Extrait de l'arrêt n° 105/2013 du 9 juillet 2013 Numéro du rôle : 5608 En cause : la question préjudicielle relative à l'article 318, § 1er, du Code civil, posée par la Cour d'appel de Bruxelles.

La Cour constitutionnelle, composée du président M. Bossuyt et, conformément à l'article 60bis de la loi spéciale du 6 janvier 1989 sur la Cour constitutionnelle, du président émérite R. Henneuse, et des juges E. De Groot, L. Lavrysen, J.-P. Moerman, E. Derycke et P. Nihoul, assistée du greffier P.-Y. Dutilleux, présidée par le président M. Bossuyt, après en avoir délibéré, rend l'arrêt suivant : I. Objet de la question préjudicielle et procédure Par arrêt du 26 février 2013 en cause de B.G. contre L.P., et également en cause de E.C. et Me Johan Billiet, en sa qualité de tuteur ad hoc de E.G., dont l'expédition est parvenue au greffe de la Cour le 7 mars 2013, la Cour d'appel de Bruxelles a posé la question préjudicielle suivante : « L'article 318, § 1er, du Code civil viole-t-il l'article 22 de la Constitution, combiné avec l'article 8 de la Convention européenne des droits de l'homme, en ce que l'action en contestation de paternité est irrecevable si l'enfant a la possession d'état à l'égard du mari de sa mère, même si cette action est intentée par ' la personne qui revendique la paternité de l'enfant ', en d'autres termes par le père génétique de l'enfant ? ».
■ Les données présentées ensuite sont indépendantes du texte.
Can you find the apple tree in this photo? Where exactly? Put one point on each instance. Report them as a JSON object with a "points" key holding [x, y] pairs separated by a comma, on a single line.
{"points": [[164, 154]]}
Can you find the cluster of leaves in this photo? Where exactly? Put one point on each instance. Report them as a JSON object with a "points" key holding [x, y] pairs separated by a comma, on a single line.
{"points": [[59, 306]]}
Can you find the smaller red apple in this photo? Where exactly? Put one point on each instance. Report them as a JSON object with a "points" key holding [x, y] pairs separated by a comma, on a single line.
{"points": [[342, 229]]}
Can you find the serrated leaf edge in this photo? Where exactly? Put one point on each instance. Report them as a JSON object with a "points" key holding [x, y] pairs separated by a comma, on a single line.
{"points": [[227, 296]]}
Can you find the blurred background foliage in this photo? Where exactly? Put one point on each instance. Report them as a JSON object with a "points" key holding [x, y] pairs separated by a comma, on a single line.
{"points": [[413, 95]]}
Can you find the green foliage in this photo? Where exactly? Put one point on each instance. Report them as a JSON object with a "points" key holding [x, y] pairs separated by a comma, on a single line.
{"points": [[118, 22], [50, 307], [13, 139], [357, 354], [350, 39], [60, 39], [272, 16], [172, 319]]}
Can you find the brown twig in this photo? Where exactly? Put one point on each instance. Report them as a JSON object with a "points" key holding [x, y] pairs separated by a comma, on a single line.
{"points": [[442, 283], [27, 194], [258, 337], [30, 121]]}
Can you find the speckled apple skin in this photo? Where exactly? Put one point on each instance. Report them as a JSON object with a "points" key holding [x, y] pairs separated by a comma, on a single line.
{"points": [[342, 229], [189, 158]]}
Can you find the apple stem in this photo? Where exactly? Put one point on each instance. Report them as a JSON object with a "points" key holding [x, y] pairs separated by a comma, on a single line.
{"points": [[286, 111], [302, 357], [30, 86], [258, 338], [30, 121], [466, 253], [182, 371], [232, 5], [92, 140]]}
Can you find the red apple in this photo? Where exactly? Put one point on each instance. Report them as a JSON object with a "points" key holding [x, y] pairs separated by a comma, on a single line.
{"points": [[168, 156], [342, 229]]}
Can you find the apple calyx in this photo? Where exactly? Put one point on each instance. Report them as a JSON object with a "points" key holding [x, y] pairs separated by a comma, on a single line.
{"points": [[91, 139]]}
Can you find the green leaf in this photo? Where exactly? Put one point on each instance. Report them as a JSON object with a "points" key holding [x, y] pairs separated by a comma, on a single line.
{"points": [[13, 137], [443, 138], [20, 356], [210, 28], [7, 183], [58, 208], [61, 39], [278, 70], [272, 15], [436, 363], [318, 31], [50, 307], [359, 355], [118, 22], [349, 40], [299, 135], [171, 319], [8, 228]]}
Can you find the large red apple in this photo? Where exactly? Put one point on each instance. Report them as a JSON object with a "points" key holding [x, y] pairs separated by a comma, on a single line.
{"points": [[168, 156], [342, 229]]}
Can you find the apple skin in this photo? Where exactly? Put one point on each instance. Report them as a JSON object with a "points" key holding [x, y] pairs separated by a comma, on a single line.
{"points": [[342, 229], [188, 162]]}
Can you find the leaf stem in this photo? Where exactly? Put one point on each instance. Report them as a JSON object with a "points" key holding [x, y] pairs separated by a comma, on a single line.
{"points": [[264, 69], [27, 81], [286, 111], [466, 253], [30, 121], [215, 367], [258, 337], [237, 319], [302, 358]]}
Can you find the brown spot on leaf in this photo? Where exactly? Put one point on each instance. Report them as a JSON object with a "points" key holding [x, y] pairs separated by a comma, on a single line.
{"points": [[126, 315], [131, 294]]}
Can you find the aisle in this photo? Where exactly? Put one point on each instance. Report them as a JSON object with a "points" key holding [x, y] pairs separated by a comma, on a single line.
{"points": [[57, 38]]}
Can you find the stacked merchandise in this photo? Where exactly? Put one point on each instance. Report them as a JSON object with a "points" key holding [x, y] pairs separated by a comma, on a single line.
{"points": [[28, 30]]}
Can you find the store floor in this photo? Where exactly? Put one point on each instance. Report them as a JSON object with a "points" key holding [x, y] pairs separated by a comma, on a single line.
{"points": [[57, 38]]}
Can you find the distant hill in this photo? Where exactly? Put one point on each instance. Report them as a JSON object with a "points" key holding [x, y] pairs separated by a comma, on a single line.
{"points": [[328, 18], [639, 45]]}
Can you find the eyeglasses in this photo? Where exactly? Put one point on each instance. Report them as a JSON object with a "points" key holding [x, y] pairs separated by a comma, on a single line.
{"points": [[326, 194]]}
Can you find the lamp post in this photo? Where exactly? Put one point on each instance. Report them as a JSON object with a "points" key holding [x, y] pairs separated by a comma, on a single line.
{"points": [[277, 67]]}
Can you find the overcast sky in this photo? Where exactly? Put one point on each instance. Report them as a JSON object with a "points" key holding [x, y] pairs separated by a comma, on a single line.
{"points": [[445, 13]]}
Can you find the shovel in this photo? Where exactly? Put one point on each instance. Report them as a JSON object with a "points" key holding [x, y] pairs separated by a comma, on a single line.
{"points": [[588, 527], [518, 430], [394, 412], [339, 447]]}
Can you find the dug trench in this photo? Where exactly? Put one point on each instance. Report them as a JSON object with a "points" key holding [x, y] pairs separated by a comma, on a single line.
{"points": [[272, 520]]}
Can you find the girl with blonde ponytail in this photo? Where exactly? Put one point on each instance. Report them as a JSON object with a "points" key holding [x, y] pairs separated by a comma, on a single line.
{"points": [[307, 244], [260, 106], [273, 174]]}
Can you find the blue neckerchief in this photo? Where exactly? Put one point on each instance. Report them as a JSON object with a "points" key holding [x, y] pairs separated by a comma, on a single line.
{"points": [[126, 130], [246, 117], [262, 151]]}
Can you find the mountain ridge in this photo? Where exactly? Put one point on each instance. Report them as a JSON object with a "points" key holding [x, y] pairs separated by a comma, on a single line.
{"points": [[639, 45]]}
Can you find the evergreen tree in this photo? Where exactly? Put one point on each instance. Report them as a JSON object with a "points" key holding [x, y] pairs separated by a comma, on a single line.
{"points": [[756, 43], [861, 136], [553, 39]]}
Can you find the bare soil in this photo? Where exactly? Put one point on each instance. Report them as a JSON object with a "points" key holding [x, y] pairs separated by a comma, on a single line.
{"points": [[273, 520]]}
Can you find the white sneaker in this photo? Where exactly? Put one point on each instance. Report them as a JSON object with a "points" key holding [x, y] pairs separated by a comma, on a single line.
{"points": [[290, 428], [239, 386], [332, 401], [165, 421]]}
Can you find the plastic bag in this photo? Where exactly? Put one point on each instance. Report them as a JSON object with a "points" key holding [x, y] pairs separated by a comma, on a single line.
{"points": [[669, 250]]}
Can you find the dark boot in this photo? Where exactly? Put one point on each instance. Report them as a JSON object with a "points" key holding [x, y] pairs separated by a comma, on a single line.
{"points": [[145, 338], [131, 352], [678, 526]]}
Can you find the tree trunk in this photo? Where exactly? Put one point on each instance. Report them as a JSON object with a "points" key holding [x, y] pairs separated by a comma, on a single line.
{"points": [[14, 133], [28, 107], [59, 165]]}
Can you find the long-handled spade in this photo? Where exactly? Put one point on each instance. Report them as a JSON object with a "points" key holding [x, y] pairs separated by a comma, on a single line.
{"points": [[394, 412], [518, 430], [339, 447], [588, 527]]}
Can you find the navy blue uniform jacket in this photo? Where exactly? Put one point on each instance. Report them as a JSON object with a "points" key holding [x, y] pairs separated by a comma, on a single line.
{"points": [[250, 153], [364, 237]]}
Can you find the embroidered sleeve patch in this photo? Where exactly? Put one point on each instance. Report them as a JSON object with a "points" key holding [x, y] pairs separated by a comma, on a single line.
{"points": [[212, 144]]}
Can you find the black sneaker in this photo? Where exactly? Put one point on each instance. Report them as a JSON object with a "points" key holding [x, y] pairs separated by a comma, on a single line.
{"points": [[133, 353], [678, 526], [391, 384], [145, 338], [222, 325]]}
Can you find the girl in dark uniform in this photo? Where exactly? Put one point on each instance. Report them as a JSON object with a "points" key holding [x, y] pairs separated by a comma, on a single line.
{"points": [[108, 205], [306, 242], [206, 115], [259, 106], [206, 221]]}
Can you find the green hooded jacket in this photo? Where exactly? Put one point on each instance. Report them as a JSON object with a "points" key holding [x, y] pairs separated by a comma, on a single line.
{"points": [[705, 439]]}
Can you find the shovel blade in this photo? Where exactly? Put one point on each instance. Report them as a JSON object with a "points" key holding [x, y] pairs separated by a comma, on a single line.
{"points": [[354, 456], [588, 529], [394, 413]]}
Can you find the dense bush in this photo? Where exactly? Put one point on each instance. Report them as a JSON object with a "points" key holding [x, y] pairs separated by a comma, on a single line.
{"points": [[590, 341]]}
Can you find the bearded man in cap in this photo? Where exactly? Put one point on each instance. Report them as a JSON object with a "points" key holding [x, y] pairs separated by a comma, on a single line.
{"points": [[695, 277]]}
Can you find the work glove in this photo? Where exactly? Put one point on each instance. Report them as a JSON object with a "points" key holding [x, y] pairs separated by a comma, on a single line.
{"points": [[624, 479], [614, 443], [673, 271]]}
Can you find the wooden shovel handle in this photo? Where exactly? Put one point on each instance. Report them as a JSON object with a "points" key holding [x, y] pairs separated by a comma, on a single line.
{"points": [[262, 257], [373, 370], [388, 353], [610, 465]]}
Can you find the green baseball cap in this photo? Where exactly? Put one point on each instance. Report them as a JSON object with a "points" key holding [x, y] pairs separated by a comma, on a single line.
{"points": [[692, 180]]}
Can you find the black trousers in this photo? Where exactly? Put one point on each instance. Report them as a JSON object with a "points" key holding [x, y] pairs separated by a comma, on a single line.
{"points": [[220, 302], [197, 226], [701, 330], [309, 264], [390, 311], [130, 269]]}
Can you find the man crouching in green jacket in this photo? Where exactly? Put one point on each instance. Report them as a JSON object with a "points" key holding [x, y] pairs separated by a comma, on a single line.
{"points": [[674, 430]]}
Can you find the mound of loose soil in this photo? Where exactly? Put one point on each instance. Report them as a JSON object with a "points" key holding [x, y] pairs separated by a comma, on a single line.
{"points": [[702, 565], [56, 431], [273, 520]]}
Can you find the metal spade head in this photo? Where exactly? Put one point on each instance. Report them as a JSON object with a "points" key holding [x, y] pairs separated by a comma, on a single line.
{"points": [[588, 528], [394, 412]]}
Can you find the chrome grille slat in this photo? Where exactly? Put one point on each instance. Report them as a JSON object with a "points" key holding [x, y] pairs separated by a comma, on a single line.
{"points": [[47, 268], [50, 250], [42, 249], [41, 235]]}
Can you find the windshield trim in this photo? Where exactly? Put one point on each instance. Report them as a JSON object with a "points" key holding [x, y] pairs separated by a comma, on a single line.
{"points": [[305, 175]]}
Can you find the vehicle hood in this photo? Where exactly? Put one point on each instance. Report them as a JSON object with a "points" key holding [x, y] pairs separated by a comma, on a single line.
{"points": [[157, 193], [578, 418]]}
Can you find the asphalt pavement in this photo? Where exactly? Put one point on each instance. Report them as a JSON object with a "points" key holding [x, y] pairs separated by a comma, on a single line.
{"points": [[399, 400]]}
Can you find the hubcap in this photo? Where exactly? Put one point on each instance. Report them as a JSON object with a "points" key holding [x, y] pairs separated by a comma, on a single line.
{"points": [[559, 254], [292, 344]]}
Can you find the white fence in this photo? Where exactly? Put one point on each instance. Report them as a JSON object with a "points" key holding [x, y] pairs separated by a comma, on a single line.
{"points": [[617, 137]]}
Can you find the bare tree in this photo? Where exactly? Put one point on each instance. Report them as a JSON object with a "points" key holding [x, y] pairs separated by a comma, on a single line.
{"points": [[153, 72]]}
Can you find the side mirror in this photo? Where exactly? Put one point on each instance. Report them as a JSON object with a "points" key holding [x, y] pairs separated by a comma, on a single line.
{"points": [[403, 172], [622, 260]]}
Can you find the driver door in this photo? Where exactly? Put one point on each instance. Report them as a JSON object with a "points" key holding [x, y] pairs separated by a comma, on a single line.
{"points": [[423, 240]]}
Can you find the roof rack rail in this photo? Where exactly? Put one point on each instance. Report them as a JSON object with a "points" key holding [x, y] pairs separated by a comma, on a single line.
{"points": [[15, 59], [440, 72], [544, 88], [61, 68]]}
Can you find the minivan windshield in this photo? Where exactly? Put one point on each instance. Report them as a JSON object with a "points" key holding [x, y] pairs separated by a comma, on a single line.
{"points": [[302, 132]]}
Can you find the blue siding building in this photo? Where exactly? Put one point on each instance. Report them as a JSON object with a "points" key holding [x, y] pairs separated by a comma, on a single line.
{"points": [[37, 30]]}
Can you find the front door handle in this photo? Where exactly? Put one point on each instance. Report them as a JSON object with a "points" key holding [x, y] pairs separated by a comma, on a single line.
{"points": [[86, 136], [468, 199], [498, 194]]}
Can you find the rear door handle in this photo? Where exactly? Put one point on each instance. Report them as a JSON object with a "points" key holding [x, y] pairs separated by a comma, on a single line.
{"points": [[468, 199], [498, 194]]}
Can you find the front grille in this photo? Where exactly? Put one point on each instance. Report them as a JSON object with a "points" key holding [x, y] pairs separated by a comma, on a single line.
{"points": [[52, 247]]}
Le 27 mars 2013, en application de l'article 72, alinéa 1er, de la loi spéciale du 6 janvier 1989 sur la Cour constitutionnelle, les juges-rapporteurs E. De Groot et P. Nihoul ont informé la Cour qu'ils pourraient être amenés à proposer de rendre un arrêt de réponse immédiate. (...) III. En droit (...) B.1. La question préjudicielle porte sur l'article 318, § 1er, du Code civil, qui dispose : « A moins que l'enfant ait la possession d'état à l'égard du mari, la présomption de paternité peut être contestée par la mère, l'enfant, l'homme à l'égard duquel la filiation est établie et par la personne qui revendique la paternité de l'enfant ».

Concernant la possession d'état, l'article 331nonies du Code civil dispose : « La possession d'état doit être continue.

Elle s'établit par des faits qui, ensemble ou séparément, indiquent le rapport de filiation.

Ces faits sont entre autres : - que l'enfant a toujours porté le nom de celui dont on le dit issu; - que celui-ci l'a traité comme son enfant; - qu'il a, en qualité de père ou de mère, pourvu à son entretien et à son éducation; - que l'enfant l'a traité comme son père ou sa mère; - qu'il est reconnu comme son enfant par la famille et dans la société; - que l'autorité publique le considère comme tel ».

B.2. La juridiction a quo demande si l'article 318, § 1er, du Code civil est compatible avec l'article 22 de la Constitution, combiné avec l'article 8 de la Convention européenne des droits de l'homme, en ce que l'action en contestation de paternité, intentée par la personne qui revendique la paternité, est irrecevable si l'enfant a la possession d'état à l'égard du mari de la mère.

B.3.1. L'article 318 du Code civil règle la possibilité de contester la présomption de paternité du mari de la mère de l'enfant. La présomption de paternité a été instituée par l'article 315 du Code civil. Dans les délais fixés au paragraphe 2 de l'article 318 - qui diffèrent selon les titulaires de l'action -, l'action est ouverte seulement à la mère, à l'enfant, à l'homme à l'égard duquel la filiation est établie et à la personne qui revendique la paternité de l'enfant.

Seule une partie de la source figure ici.